Hello @petems, I'm Gemini Code Assist1! I'm currently reviewing this pull request and will post my feedback shortly. In the meantime, here's a summary to help you and other reviewers quickly get up to speed!

This pull request significantly upgrades the application's interaction with the GitHub API by introducing sophisticated rate limit management and structured logging. The core change involves refactoring rate limit detection and retry mechanisms into a dedicated class, allowing for differentiated handling of primary and secondary rate limits.

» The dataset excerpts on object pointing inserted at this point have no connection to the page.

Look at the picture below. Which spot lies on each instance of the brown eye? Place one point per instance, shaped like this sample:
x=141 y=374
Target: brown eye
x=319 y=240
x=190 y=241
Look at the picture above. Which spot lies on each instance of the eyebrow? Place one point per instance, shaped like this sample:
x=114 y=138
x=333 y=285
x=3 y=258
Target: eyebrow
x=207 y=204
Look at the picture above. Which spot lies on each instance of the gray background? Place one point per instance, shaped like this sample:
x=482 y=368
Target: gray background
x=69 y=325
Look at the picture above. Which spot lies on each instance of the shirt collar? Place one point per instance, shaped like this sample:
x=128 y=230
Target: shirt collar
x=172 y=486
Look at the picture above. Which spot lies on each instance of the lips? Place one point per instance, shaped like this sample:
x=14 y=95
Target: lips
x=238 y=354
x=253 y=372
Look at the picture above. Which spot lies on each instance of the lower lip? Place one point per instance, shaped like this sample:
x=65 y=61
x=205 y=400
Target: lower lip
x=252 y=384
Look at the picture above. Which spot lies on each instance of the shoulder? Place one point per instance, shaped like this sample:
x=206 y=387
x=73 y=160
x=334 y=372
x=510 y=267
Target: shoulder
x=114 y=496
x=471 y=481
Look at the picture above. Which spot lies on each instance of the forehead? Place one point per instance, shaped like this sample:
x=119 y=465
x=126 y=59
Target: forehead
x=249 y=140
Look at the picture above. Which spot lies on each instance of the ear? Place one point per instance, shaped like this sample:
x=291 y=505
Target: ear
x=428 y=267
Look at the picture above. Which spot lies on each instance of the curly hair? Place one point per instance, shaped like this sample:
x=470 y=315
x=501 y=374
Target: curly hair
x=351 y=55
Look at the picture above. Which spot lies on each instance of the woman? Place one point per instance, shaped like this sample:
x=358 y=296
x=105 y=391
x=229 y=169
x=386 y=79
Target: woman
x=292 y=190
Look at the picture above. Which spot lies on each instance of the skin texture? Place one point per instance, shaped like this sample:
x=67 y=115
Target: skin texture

This, combined with detailed, machine-parseable logs, aims to enhance the system's resilience, debuggability, and operational visibility when dealing with GitHub's API constraints.

Highlights

  • Enhanced Rate Limit Handling: Implemented distinct logic for GitHub's primary and secondary rate limits, ensuring more robust and compliant API interaction by differentiating between abuse detection and standard rate limits.
  • Structured Logging: Introduced production-grade structured logging with contextual metadata for improved observability, debugging, and monitoring of API calls and rate limit events, including GitHub Request IDs for support escalation.
  • Refactored Rate Limit Logic: Extracted all rate limit handling into a dedicated RateLimitHandler class, significantly reducing code duplication (by 97 lines) and improving maintainability and testability across both REST and GraphQL API clients.
  • Smart Retry Mechanism: Configured a one-retry policy with a 60-second backoff for secondary rate limits and header-based backoff for primary limits, with the exponential backoff cap increased from 5 seconds to 15 seconds.
  • Comprehensive Testing: Added 12 new unit tests specifically for the new rate limit handling logic and updated 6 existing tests to leverage structured logging assertions instead of capsys.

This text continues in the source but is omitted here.